In den Bundesländern, aber vor allem auch im Kreis aller noch lebenden Ex-VP-Chefs, also inklusive Ex-Kanzler Wolfgang Schüssel, warnt man Kurz vor dem Comeback der Politehe mit Blau. Denn das Risiko, dass diese erneut scheitern würde, ist extrem hoch.

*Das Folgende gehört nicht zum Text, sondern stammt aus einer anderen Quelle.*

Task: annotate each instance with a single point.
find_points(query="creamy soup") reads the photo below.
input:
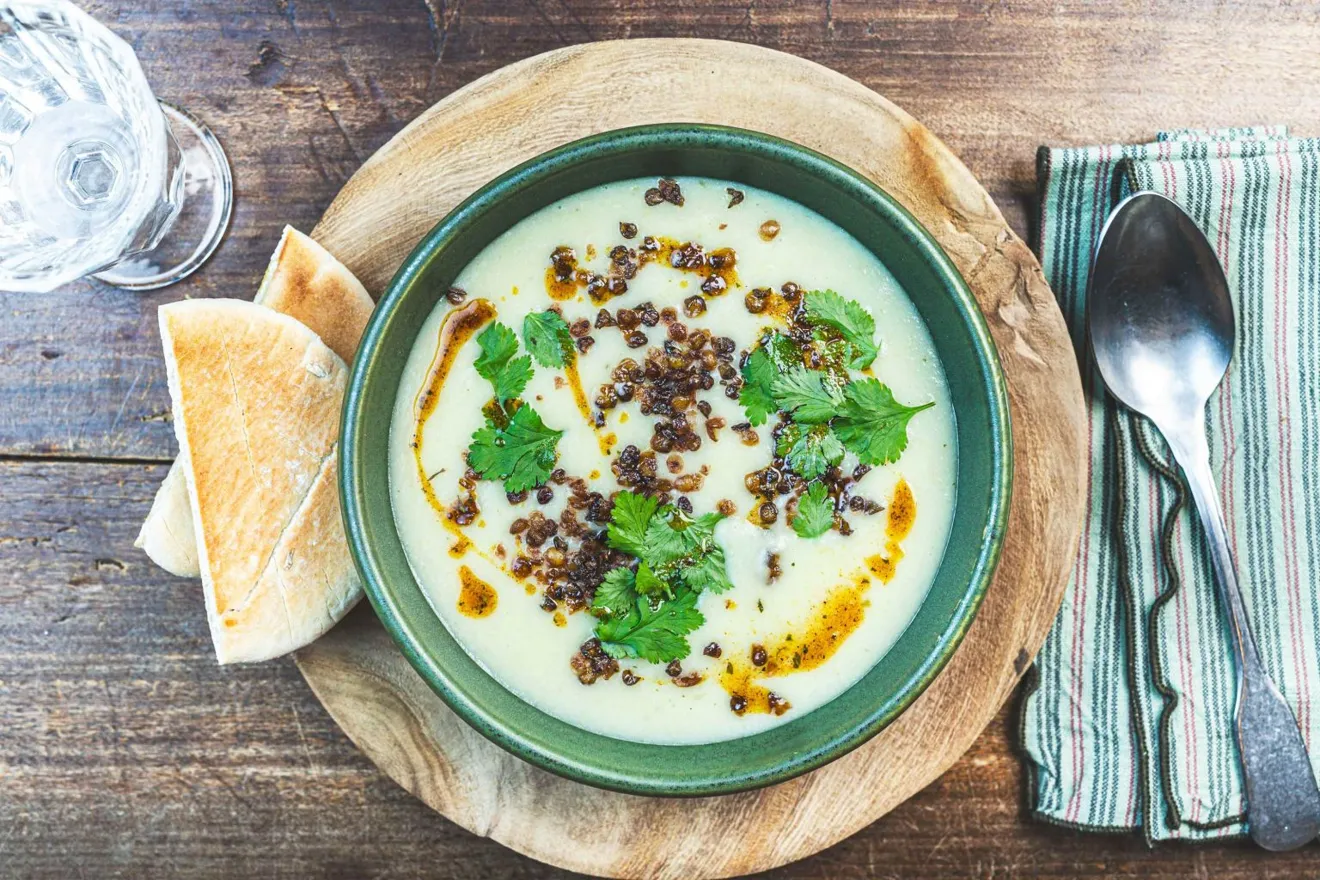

In der FPÖ gibt es ebenfalls zwei Lager: Während Hofer und einige ehemalige Regierungsmitglieder unbedingt wieder in eine Regierung wollen, verlangen Ex-FPÖ-Innenminister Herbert Kickl und die blaue Basis dafür einen hohen Preis:

Kickl hat mittlerweile im oe24.TV-Interview offiziell bestätigt, dass das Innen­ministerium eine „Koalitionsbedingung“ für die FPÖ wäre. Das wiederum könnte sich Kurz, der Kickl als Person, aber auch andere FPÖler im Innenministerium offiziell ausgeschlossen hatte, nicht leisten.

Streit um Innenressort als unlösbares Problem

Poker. Der Streit um das ­Innenressort könnte zum unlösbaren Problem für Türkis-Blau werden.

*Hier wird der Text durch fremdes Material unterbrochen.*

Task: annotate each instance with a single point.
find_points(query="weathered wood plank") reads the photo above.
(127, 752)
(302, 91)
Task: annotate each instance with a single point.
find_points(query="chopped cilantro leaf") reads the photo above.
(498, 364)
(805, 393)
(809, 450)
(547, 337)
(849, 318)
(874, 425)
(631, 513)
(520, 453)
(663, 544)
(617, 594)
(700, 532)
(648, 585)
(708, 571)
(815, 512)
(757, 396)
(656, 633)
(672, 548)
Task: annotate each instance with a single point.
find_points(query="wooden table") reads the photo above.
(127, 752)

Denn, auch wenn Hofer kompromissbereit wäre, so hat doch Kickl das Sagen in der FPÖ. Funktionäre und Basis – jenseits der FPÖ ­Oberösterreich – folgen ihm blind. Sie würden eine Abkehr von Kickl als „Verrat“ ansehen.

Aber selbst, falls Hofer die Seinen – und vor allem Kickl – doch dazu bringen würde, auf das Innenministerium zu verzichten, wäre VP-FP immer noch äußerst schwierig.

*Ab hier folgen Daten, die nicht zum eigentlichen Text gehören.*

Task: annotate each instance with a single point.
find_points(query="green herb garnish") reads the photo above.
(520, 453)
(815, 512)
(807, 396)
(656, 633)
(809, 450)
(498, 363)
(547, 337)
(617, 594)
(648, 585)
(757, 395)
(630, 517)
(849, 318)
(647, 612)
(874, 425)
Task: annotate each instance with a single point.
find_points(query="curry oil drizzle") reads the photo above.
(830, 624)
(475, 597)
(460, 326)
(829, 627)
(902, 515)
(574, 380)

Schüssel warnt Kurz vor Kickl als Jörg Haider

Der lange Schatten. Vor allem Ex-Kanzler Schüssel und einstige VP-Minister aus der ersten schwarz-blauen Koalition (2000 bis 2002) können dem VP-Kanzlerkandidaten berichten, was ihm blühen würde, wenn Kickl „nur“ Klubobmann würde. Wie einst Haider, der als Kärntner Landeshauptmann damals einige Monate in den Ministerrat kooptiert wurde, würde Kickl als Klubchef automatisch in den entscheidenden Sitzungen dieser neuerlichen Regierung sitzen. „Es war von Anfang an mühsam mit Kickl“, berichtete Kurz bereits im kleinen Kreis von den letzten Jahren.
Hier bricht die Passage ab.